Editorial – End Game for King Coal
The American coal industry has never been more profitable, and yet paradoxically, has never been more vulnerable. With the rise of coal prices to unprecedented levels, new coal mines of marginal quality are being forced online. The owners are squeezing small profits from big risks. Experts who have observed mine safety budget cuts expect more mine disasters in the near future.
We believe the coal industry’s recklessness and irresponsibility will prove its undoing over the long run. The handwriting is already on the wall. Only a handful of new coal power plants proposed in recent years are under construction. New lawsuits, the collapse of tax incentives, a deepening regulatory nightmare, loss of investor confidence and a rapidly expanding civil rights campaign against mountaintop removal are having an effect. Religious leaders are speaking out, not only on MTR, but also climate change and new power plants. It all adds up to the beginning of the end for King Coal.
Coal industry leaders could have seen it coming years ago, yet they persist in their indifference to the environment, mine safety, public opinion and even their own long term interests. Coal industry leaders still act like old-fashioned coal barons, more comfortable in the 19th century than the 21st. Recently the outspoken president of the Kentucky Coal Association claimed that environmentalists were not telling the truth. “Drinking water sources are not being polluted,” he said. “Appalachian communities are not destroyed.” The West Virginia coal association president said that the coal industry’s real problem was that it was misunderstood and that environmentalists are trying to portray them in a bad light.
These are offensive and disgraceful falsehoods.
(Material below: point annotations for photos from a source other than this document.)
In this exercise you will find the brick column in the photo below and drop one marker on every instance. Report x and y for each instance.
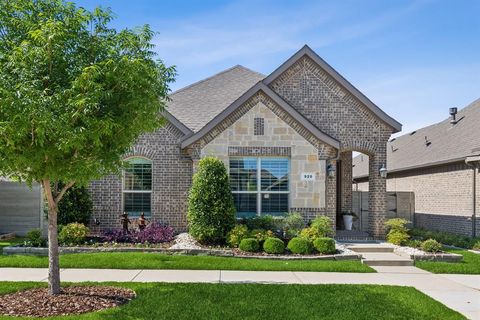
(377, 199)
(331, 194)
(346, 197)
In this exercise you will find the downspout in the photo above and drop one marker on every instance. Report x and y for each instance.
(474, 163)
(336, 158)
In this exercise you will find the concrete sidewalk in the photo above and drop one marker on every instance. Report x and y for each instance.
(458, 292)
Real people are suffering needlessly from the coal industry’s cruelty and recklessness.
Environmentalists are watching the train wreck with dismay. In the end, only a healthy, forward looking coal industry, working with labor, is going to be able to gear up the transitions that we Americans agree are needed.
Renewable energy is not a distant dream — it is practical, affordable, and a job-creating bonus for the economy. Big energy companies are welcome to help lead, to follow the nation’s young people, or at the very least, to get out of the way.